Easter Truths, Earth Truths

One morning last week as I was scrolling down my email list I stopped at the Union of Concerned Scientists site. I was given several tasks to do like sign yet another petition when I came unexpectedly upon a cartoon.

In the foreground was a Paul Revere-like figure astride a madly galloping horse, His tri-cornered hat is flying off behind him. In the background there is the outline of the U.S. Capitol building. People with briefcases are fleeing in all directions down the steps of the Capitol building. The frenzied rider, right arm pointing to the Capitol is shouting, “THE FACTS ARE COMING, THE FACTS ARE COMING”. I started to laugh at the absurdity of it yet the truth of it in this day of alternative facts. As Asstrophysicist. Neil DeGrasse Tyson, our popular media science explainer, declared people have lost the ability to judge what is true and what is not.

Yesterday over 600 Marches for Science took place around the world. Members of our church community, organized by Janet Salmons, joined in the Denver March of Science. They were all modern Paul Reveres shouting, “THE FACTS ARE COMING, THE FACTS ARE COMING”.

Coincidentally yesterday, April 22nd , was the 47th annual celebration of Earth Day. How fitting that while the scientists and supporters were marching for the truths of science based on facts it was the same day that earth lovers bolstered by the truths of science continued to call for the healing of our earth wounded by humans. Indeed, some scientific experts claim that we have entered a new Geological epoch, the Anthropocene, Epoch caused by significant human impact on the Earth’s geology.

Our scripture lesson this morning is from the Gospel of John: the familiar Easter story about Doubting Thomas. According to Biblical scholars the Gospel of John was compiled in the last decade of the first century by a writer adding his theological insights to the received oral and written stories about Jesus the Christ. He was writing after the Palestinian Jews had been defeated in 70 CE in their latest revolt against Rome. The great Jerusalem Temple was destroyed. At the same time Jewish Christian believers had been facing increasing hostility in some of the Jewish synagogues. The growing gulf between Jews and Christians centered on whether or not Jesus was the longed for Messiah, risen from the dead proclaiming the ushering in of God’s kingdom of justice, peace, love and beauty. For most Jews their long awaited Messiah could not have been this Jewish Jesus who had suffered a shameful death on a Roman cross. He was just another failed Messiah.

This writer of John crafted a beautiful apologetic tracing the life and death and resurrection of Jesus Christ as the incarnation of the Word of God. Jesus core message as the Son of Man was one of compassion. Jesus is portrayed as having foretold many times to his disciples that he would face death as he confronted the powers of the Jewish religious and Roman governmental authorities but that God would overcome death. First century pious Jews believed in some form of afterlife rewarding the righteous. First century pious Romans worshipped the Emperor as divine. They believed that some of the Emperors after death joined the panoply of Roman Gods in the heavens. Miracles including the possibility of life after death were part of the culture.

John describes the fearful Jewish disciples locked in a room in Jerusalem this Easter evening. They are in shock and awe as Jesus suddenly appears as a luminous spiritual being yet bearing the physical marks of his shameful crucifixion on a Roman cross.

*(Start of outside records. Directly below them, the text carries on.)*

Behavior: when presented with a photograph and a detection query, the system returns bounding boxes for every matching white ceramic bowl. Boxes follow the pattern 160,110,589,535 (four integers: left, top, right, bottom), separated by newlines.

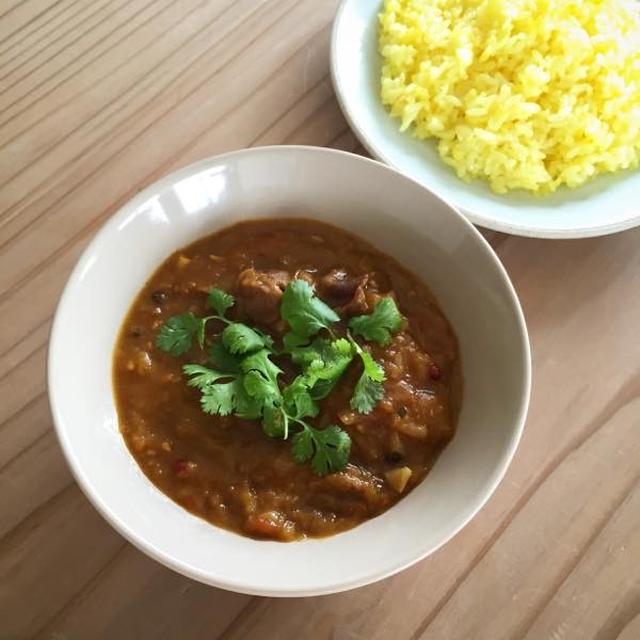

48,147,530,596
331,0,640,238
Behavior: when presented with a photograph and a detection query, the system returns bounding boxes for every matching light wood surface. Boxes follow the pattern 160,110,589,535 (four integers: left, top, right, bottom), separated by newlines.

0,0,640,640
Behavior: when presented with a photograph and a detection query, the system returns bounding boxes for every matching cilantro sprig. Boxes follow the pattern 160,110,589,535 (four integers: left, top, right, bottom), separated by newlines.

156,280,404,475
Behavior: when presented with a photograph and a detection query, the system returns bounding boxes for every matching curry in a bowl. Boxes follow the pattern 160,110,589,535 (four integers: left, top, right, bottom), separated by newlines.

114,219,462,541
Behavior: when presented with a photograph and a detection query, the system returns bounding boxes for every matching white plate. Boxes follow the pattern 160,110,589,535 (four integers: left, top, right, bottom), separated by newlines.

331,0,640,238
48,147,530,596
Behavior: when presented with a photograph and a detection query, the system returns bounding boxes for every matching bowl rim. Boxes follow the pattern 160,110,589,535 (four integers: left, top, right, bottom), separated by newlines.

46,145,532,597
330,0,640,240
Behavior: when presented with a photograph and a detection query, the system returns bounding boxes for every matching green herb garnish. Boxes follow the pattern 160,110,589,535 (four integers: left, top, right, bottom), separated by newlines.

156,280,403,475
349,297,404,347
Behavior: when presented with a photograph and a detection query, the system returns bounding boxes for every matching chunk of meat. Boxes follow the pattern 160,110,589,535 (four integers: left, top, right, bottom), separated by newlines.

236,268,290,325
318,269,369,316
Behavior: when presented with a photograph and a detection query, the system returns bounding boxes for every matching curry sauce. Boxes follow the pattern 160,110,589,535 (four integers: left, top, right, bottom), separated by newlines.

113,219,462,541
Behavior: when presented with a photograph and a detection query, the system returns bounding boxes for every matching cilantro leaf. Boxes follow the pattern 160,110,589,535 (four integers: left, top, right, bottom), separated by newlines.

200,380,262,420
282,331,309,351
200,380,238,416
291,428,314,464
291,338,353,402
347,334,385,413
349,297,404,347
209,339,242,373
358,349,385,382
240,349,282,387
156,312,206,356
262,404,289,440
282,375,318,418
207,288,235,318
350,371,384,413
182,364,234,391
222,322,273,354
280,280,340,338
234,380,263,420
291,425,351,476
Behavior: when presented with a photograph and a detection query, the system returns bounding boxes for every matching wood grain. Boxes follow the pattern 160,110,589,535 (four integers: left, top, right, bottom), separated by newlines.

0,0,640,640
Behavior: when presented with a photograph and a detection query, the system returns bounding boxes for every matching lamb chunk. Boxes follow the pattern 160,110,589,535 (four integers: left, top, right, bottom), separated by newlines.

319,269,369,316
236,268,290,326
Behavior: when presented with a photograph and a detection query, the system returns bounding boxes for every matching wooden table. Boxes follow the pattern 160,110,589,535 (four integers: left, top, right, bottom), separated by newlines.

0,0,640,640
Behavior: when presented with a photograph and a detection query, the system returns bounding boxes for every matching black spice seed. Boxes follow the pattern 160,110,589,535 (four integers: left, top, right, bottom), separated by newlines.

384,451,402,464
151,289,168,305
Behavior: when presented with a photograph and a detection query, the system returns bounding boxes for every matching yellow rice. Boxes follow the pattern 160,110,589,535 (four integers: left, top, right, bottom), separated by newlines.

379,0,640,193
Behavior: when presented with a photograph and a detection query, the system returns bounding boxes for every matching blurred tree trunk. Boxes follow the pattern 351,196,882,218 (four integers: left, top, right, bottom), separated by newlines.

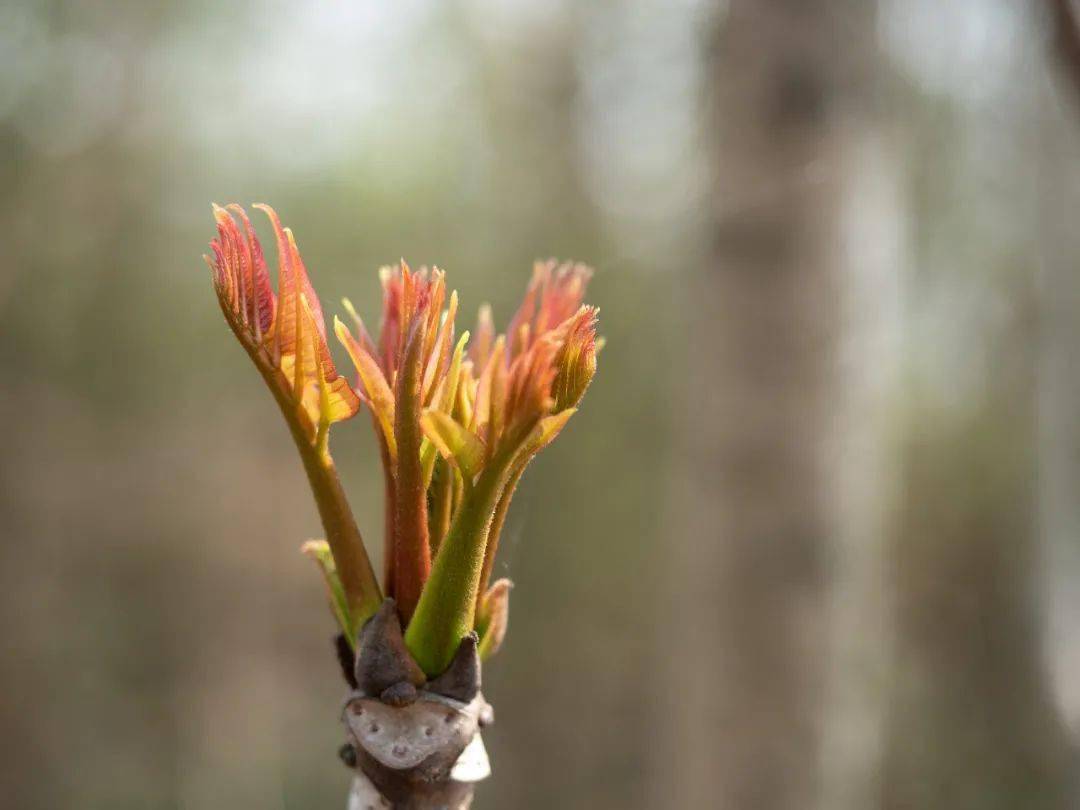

658,0,874,810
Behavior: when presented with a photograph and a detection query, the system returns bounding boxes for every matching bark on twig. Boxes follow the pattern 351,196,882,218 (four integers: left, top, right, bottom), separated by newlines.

342,599,492,810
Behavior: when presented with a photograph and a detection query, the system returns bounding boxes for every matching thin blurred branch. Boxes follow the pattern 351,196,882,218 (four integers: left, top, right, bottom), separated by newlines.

1050,0,1080,110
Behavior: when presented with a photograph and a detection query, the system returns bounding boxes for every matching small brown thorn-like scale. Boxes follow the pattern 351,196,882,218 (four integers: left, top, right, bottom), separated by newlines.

428,633,481,703
355,598,424,703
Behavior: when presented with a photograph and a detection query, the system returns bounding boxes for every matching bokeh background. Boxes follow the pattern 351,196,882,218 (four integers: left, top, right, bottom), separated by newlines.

0,0,1080,810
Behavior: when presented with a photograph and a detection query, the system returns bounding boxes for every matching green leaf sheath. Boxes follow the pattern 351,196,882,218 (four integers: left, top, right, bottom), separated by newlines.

405,463,507,677
393,321,431,622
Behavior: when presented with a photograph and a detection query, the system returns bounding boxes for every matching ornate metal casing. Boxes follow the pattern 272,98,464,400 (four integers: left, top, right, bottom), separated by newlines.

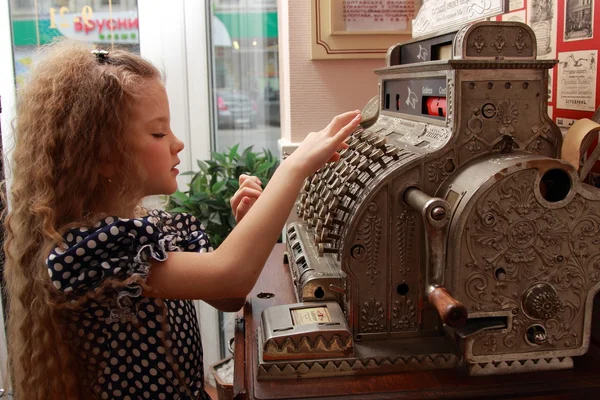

259,22,600,379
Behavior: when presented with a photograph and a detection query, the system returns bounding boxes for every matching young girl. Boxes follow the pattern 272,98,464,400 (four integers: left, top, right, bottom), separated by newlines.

5,42,360,400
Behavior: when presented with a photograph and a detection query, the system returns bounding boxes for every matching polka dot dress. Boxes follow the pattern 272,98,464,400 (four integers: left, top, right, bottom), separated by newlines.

47,211,212,400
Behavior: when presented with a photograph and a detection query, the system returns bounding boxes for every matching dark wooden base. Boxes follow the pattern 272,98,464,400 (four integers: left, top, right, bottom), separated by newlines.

233,244,600,400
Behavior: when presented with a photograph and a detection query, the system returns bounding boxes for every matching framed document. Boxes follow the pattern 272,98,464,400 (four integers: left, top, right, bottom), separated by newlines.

311,0,422,60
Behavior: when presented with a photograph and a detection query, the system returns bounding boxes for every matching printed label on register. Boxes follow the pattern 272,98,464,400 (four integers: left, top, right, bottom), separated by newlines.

292,307,332,325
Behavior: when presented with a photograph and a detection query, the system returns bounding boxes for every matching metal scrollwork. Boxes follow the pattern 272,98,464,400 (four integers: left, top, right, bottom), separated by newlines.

360,297,385,332
358,202,382,285
392,296,417,331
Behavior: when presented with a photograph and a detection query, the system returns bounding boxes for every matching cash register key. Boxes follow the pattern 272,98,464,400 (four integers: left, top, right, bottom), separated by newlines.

385,144,400,160
318,243,340,257
339,165,353,178
354,142,369,153
317,205,329,218
329,197,350,213
323,214,344,226
346,170,365,189
371,137,387,149
327,176,343,190
348,153,362,166
360,144,373,156
321,228,341,242
348,138,360,149
302,179,311,192
335,185,356,200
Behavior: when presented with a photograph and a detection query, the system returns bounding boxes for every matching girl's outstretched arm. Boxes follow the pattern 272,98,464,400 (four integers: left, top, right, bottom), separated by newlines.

144,111,360,301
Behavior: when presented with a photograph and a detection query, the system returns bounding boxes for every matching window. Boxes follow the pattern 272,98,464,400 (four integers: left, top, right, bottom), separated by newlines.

211,0,281,154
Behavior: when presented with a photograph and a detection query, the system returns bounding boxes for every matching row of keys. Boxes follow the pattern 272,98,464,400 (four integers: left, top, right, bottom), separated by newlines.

297,128,402,256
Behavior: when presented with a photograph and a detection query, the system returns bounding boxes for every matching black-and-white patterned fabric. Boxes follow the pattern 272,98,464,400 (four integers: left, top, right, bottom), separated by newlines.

47,210,212,400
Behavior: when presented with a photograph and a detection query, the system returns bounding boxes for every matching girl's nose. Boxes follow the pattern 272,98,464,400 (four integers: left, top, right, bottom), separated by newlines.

171,136,185,154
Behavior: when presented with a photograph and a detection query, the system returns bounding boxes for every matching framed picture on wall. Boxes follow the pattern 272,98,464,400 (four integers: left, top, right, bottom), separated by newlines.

311,0,422,60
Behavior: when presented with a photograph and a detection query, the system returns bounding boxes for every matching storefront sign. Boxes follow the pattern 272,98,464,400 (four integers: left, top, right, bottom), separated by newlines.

412,0,508,38
55,11,139,44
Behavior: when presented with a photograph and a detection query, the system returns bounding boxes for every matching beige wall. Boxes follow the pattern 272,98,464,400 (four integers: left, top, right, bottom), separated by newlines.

278,0,385,142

The resurrected Jesus gives his overjoyed disciples Good News: the Peace of God’s Kingdom of justice, peace, love and beauty has already begun. Second they are blessed by the Holy Spirit. Finally he gives them the authority to forgive sins.

But one of the disciples, Thomas was not there. He did not believe the other disciples when they told him that they had seen the risen Lord.

A week later the disciples, including Thomas, are in the same room again when the luminous figure of Jesus re-appears. Jesus orders Thomas to touch the wounds in his hands and side. “Do not doubt but believe” Thomas now, eyes opened, cries out: “ My Lord and My God” Jesus acknowledges Thomas’s belief but blesses even more those who have not seen but believe in the risen Christ.

Over the 2,000 years of Christian celebration of Jesus death on the Roman cross and his resurrection appearances there have been believers and doubters and unbelievers. Today we hear this story within a vastly different context than first century Palestine.

I recall as a twelve year old brought up in an agnostic household attending my confirmation class at my local Presbyterian church. As my church was just across the street from my home I had no excuse for not attending. A friend, Eleanor was also in our small class. Both Eleanor and I questioned our teacher about the truth of the resurrection of Jesus. Further we raised doubts about all the miracle stories in the Bible Eleanor, unpersuaded and true to her convictions, withdrew from the class. I put my doubts aside and was confirmed. However my years at Oberlin College opened my mind to that exciting world of knowledge and I left the church. Years later I became a Jesus follower converted by the witness of black church activists in the Civil Rights Movement. But that is a story for another time

I have been enlightened reading the book The Last Week by the late Marcus Borg and fellow theologian, John Dominic Crossan. They conclude with their interpretation of the Easter story in the Gospels. Whether or not we believe in the actual resurrection of Jesus we are gifted with two fundamental Easter truths. I quote “The climax of Holy Week and the story of Jesus, Good Friday and Easter address the fundamental human question. What ails us? Most of us feel the force of this question—something is not right. So what ails us? Very compactly, egoism and injustice. We need personal transformation and political transformation.” These two Easter truths make sense to me: Easter is both a message of challenge and of hope.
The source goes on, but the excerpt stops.